Windows Kernel Driver Code Signing and SHA256

I am trying to sign a windows kernel driver with a SHA-256 certificate. I've been back and forth with MS support with no change in status. I've tried SignTool.exe from both the 32- and 64- bit directories of 3 different WDKs (7600, 8.0, 8.1).

My private key lives in a Luna CSP. I have the local cert and the cross-signing cert, and I can sign a SHA-1 signature to the driver in question, but any time I try to sign a SHA-256 cert, I get an error:

SignTool Error: An unexpected internal error has occurred. Error information: "Error: SignerSign() failed." (-2146893795/0x8009001d)

I've searched for this error, but it seems to be unique to me. Since certs are private, I've redacted some information here.
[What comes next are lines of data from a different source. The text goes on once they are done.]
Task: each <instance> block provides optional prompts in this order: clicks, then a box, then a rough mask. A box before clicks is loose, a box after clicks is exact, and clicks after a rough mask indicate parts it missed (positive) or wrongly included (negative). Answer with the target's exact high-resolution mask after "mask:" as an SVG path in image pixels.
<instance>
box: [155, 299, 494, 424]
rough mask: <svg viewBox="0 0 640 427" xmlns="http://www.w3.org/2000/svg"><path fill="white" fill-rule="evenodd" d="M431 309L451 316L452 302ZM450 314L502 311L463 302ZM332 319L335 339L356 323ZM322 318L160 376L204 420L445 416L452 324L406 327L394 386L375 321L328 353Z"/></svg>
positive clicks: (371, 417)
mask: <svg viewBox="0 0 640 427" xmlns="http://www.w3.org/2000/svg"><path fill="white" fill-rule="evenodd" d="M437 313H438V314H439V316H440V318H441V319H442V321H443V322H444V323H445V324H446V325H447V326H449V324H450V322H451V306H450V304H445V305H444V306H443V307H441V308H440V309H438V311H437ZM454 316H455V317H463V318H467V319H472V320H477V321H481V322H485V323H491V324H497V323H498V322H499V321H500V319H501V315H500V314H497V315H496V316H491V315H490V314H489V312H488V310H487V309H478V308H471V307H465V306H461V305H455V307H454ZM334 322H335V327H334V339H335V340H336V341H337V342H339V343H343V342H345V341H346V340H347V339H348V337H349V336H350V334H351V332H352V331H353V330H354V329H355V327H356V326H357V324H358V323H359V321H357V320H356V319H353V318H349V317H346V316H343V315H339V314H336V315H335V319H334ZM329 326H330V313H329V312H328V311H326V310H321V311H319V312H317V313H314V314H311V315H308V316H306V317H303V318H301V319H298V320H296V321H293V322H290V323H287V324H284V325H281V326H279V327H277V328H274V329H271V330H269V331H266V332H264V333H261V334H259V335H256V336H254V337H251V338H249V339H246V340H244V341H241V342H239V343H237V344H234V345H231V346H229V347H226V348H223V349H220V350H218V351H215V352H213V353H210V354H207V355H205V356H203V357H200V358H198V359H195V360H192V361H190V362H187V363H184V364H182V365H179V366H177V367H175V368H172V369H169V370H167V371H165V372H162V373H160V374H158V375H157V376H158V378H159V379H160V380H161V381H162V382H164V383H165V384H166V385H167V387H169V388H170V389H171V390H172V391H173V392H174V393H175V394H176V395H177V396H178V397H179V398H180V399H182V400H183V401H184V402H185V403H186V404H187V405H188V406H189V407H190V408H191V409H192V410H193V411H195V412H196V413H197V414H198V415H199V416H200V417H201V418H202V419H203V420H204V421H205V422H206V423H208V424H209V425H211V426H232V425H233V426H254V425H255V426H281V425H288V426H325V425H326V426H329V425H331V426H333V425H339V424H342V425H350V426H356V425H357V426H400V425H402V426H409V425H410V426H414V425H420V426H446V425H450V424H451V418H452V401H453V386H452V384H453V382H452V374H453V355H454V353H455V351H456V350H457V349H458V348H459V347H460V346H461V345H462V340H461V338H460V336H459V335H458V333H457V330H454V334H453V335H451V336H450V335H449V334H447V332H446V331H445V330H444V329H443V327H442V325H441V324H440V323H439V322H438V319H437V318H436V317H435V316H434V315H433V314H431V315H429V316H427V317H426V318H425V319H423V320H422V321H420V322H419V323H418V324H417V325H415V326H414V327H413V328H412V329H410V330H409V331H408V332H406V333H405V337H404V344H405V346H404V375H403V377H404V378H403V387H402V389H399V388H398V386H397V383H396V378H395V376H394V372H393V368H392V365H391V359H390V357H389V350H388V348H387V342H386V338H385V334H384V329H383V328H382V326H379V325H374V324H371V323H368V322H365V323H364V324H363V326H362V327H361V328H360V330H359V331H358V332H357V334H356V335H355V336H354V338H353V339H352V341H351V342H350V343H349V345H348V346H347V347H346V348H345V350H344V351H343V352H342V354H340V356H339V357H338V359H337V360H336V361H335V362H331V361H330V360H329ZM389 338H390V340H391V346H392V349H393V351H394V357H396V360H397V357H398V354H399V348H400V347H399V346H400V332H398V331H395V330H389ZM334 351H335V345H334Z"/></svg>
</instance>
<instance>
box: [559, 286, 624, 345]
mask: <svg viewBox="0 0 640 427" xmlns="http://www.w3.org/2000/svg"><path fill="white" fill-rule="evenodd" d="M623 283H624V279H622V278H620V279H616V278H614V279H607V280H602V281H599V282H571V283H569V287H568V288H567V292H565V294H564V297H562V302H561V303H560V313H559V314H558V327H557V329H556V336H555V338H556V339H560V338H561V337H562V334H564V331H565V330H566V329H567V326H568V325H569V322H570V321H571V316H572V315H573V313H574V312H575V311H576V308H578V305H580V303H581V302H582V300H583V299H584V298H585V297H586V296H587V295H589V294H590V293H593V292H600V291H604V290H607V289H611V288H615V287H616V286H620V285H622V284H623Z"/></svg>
Please let me know if there is more I can provide to help solve the issue.

This works, and signs with a SHA-1 signature:

signtool.exe sign /ac "<path>\MSCV-VSClass3.cer" /f "<cert>.cer" /csp "Luna Cryptographic Services for Microsoft Windows" /kc <keystore> /t http://timestamp.verisign.com/scripts/timstamp.dll $file

These give me the above error:

signtool.exe sign /ac "<path>\MSCV-VSClass3.cer" /f "<cert>.cer" /csp "Luna Cryptographic Services for Microsoft Windows" /kc <keystore> /fd sha256 /sha1 <cert thumbprint> /tr http://timestamp.verisign.com/scripts/timstamp.dll /td sha256 $file

signtool.exe sign /ac "<path>\MSCV-VSClass3.cer" /f "<cert>.cer" /csp "Luna Cryptographic Services for Microsoft Windows" /kc <keystore> /fd sha256 /sha1 <cert thumbprint> /t http://timestamp.verisign.com/scripts/timstamp.dll $file

signtool.exe sign /ac "<path>\MSCV-VSClass3.cer" /f "<cert>.cer" /csp "Luna Cryptographic Services for Microsoft Windows" /kc <keystore> /fd sha256 /sha1 <cert thumbprint> /as /tr http://timestamp.verisign.com/scripts/timstamp.dll /td sha256 $file

Adding /v /debug to the command line provides additional output, but has not offered any help with the error.

I'm signing this on a Win7 x64 machine that I have confirmed has access to the Luna server.